The boost pressure control valve (BPC), also known as the APC solenoid valve, is used on most Saab engines to control the turbo charging pressure. The valves on Trionic5 models are often prone to failure. In some cases it just needs a good cleaning, but sometimes it becomes permanently stuck in one position, causing the car to either stay on base boost, or go into overboost until it hits the fuel cut. This article provides an insight on what could be casing these permanent faliures.

The middle outlet (marked "W") is connected to the wastegate, the top ("C") goes to the compressor housing of the turbo, and the bottom ("R") to the intake. The boost is adjusted by alternatively supplying the wastegate actuator with the pressure from the turbo or venting it to the intake, thus allowing the wastegate to stay closed at pressure levels exceeding the base boost.

The valve contains two solenoid coils. Sometimes these coils burn out, so testing them is always a good first step. It's easy to do right on the car, just unplug the connector. The resistance for each coil should be 3 Ohm (+/- 1 Ohm) between the middle and either of the outer pins. The combined resistance of both should be about 6 Ohm between the outer pins.

The valve is glued together, you can still see traces of adhesive in the seam. You can scrape it off if you're patient. I just used a hack saw.

Inside, you will find the solenoid pair with fragile wires leading to the harness connector. The top and bottom receiving outlets are sealed with rubber O-rings.
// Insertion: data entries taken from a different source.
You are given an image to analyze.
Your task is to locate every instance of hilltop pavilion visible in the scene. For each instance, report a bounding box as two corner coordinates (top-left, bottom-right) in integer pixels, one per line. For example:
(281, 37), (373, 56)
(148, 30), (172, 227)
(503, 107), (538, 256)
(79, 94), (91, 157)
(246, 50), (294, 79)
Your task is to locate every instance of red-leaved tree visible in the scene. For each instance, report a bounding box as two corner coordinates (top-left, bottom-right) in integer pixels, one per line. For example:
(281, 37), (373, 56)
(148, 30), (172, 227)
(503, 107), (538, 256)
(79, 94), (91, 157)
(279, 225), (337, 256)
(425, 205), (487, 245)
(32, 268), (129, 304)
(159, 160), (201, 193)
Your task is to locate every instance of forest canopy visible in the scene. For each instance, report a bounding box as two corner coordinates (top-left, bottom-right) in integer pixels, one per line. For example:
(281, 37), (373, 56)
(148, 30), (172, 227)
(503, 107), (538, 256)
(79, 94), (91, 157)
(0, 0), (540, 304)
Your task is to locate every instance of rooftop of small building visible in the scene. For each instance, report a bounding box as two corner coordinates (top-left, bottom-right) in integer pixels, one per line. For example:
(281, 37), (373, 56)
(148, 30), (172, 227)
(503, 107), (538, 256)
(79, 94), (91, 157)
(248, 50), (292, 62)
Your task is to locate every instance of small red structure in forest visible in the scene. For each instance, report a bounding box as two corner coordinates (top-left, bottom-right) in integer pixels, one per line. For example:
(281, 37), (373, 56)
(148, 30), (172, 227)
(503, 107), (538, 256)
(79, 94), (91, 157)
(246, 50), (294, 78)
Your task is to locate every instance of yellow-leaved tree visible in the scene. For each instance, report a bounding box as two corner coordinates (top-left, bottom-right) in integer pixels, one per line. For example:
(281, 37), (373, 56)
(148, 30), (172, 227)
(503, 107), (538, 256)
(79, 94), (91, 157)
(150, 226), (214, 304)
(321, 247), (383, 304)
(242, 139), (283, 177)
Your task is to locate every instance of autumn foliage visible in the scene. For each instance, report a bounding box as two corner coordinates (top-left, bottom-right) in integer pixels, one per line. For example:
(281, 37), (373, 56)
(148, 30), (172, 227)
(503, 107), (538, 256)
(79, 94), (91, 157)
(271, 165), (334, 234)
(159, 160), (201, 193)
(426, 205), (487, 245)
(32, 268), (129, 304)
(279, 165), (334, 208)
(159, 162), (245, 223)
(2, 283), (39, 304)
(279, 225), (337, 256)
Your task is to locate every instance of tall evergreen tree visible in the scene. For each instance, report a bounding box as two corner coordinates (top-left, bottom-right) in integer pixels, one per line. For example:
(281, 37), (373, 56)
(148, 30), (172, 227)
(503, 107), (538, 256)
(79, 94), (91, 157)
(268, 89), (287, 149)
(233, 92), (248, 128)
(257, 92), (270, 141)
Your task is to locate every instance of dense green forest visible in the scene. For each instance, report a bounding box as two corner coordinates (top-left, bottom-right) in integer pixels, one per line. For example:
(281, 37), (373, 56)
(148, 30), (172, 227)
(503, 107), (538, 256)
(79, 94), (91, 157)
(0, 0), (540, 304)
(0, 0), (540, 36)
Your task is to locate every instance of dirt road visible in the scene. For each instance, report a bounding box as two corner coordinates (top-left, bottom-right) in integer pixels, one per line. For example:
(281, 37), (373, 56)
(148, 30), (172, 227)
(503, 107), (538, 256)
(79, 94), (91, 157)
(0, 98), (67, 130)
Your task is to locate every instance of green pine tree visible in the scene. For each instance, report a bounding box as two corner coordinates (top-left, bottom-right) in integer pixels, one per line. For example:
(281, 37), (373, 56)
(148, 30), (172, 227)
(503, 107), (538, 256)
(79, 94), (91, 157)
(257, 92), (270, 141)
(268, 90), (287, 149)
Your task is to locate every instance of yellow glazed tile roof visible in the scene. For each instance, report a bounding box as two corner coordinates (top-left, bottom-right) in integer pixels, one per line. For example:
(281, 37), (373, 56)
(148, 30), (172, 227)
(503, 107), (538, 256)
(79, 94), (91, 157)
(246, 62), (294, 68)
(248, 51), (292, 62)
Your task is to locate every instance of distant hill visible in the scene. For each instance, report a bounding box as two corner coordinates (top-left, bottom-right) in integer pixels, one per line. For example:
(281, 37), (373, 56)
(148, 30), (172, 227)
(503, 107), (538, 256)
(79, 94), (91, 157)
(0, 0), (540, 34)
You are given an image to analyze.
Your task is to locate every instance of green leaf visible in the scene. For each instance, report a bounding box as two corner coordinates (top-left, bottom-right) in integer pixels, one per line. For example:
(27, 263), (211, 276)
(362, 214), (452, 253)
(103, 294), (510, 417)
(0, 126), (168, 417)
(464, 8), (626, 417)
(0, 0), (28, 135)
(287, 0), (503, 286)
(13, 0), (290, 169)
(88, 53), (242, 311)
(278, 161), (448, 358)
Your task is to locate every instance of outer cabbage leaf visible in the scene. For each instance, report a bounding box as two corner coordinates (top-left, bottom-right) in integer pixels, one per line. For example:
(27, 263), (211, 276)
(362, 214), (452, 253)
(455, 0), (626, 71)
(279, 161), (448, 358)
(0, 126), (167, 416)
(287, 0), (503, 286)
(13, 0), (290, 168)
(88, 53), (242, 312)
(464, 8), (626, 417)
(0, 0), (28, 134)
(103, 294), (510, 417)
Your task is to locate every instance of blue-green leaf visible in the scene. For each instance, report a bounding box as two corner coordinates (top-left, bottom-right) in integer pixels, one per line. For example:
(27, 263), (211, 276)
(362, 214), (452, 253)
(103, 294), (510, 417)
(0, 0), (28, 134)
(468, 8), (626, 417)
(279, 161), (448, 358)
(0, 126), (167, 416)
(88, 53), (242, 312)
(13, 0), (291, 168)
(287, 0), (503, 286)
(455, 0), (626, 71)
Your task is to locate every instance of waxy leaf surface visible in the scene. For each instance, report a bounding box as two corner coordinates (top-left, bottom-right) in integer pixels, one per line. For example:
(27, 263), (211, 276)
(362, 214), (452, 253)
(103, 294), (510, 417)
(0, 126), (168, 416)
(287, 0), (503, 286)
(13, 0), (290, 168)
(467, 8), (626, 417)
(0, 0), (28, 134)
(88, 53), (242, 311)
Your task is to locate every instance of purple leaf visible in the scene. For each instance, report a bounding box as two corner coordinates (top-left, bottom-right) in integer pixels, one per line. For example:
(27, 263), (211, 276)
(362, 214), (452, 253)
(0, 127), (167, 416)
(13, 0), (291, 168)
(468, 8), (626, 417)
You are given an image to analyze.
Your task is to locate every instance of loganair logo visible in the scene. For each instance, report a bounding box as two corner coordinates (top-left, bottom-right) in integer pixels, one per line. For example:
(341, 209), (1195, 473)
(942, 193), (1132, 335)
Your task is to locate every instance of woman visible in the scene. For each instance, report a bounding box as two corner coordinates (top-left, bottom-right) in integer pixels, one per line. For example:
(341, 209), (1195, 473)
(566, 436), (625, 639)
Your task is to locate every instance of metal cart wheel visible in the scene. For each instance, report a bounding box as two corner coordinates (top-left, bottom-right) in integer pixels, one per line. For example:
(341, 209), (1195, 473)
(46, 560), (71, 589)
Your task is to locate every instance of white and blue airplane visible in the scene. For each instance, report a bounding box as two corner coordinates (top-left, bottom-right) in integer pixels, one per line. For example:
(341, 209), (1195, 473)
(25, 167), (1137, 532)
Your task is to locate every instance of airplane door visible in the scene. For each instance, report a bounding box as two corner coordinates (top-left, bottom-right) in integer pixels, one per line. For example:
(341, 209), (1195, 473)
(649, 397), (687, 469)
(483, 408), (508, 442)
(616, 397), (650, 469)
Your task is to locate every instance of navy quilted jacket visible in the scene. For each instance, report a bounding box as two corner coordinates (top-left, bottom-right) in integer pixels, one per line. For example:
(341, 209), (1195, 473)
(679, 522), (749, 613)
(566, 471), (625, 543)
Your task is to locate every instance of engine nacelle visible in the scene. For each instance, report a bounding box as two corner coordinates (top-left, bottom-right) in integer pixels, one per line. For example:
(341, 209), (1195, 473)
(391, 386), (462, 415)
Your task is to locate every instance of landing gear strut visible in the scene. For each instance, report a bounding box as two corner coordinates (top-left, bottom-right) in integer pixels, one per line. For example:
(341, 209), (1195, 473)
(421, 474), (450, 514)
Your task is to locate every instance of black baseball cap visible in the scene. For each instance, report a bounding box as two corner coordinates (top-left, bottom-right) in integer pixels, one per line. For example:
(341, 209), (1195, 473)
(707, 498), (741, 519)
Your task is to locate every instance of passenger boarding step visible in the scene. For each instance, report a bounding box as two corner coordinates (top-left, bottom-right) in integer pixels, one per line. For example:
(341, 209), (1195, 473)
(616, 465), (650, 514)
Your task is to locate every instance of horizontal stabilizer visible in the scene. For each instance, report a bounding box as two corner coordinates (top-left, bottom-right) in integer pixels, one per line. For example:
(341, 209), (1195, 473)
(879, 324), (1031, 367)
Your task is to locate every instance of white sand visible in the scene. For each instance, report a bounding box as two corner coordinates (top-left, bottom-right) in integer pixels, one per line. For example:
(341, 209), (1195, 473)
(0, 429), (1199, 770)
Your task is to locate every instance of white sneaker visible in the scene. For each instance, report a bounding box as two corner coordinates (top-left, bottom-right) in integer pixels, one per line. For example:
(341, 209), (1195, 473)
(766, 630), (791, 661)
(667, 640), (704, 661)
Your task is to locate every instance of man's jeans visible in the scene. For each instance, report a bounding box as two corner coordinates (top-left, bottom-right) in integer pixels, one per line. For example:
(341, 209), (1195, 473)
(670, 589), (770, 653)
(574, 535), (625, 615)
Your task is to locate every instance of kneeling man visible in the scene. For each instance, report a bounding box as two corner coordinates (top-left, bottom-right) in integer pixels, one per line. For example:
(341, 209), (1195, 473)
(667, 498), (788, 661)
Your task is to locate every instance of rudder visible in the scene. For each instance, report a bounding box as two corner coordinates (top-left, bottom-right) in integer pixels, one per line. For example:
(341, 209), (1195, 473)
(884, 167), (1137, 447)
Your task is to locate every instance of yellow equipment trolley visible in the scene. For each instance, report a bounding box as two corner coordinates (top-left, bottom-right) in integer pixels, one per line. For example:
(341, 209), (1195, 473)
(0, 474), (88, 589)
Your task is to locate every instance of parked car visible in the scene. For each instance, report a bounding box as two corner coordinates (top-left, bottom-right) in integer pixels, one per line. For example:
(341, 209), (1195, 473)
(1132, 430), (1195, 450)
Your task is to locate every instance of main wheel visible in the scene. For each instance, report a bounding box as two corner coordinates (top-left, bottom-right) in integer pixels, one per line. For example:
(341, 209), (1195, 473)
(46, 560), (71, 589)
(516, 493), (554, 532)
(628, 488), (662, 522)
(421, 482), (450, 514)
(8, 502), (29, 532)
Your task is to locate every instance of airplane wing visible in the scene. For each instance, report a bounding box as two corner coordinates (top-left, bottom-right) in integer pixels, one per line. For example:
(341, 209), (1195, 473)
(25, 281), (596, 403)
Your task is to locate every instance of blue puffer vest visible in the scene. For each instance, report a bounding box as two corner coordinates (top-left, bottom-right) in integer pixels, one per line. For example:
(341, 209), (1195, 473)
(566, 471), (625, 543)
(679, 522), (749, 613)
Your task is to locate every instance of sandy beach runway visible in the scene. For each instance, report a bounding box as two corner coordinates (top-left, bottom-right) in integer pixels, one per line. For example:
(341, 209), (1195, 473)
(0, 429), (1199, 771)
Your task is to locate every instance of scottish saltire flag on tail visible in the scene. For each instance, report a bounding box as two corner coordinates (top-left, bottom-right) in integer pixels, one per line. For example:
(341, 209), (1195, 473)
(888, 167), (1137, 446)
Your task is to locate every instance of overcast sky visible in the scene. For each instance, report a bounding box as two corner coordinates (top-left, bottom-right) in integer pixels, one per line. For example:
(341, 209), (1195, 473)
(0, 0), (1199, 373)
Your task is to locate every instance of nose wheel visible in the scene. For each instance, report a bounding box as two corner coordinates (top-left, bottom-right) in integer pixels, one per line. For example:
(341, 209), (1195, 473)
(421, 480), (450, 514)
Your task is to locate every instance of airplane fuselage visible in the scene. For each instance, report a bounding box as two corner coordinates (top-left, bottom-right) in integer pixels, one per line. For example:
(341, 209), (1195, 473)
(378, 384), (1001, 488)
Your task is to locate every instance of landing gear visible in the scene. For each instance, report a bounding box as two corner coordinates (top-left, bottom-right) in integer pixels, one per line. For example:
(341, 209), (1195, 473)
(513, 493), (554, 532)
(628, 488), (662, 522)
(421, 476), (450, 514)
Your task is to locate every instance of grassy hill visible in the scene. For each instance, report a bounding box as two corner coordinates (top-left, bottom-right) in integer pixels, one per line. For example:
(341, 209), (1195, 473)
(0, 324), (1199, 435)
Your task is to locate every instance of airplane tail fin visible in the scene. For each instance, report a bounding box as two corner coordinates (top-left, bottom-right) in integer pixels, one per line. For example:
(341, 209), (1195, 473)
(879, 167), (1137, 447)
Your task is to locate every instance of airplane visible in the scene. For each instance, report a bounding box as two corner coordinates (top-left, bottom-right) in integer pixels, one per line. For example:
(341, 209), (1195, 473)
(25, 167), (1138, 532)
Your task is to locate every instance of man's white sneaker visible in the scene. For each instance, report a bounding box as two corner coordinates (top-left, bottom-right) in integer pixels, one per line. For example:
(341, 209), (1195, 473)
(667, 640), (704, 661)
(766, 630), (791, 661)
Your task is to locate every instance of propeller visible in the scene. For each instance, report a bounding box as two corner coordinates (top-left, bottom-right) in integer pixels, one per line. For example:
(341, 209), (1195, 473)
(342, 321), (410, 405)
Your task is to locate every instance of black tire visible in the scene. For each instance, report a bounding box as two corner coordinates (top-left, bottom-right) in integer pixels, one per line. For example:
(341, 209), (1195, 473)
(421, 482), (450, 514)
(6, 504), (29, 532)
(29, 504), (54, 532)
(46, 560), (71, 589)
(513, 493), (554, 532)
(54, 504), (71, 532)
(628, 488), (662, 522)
The solenoid unit has two electromagnets with a membrane in the middle. The ECU pulses the current at 90Hz (or 70 Hz above 2500 RPM), alternating between the coils and pulling the membrane to one side or another. This allows for precise control of boost pressure.

In this BPC, the membrane cracked from stress. A piece of it was jammed on the pressure side of the valve, keeping it open. As the result, the wastegate actuator was permanently connected to the compressor, so the wastegate always opened when it reached the base boost.

The remaining part of the membrane was still large enough to cover the valve opening, so I decided to give it a try. The BPC was assembled, glued back together and sealed with automotive adhesive.

After the sealant dried up, I installed the valve on the car and found it fully functional! This proves that at least some BPCs can be repaired.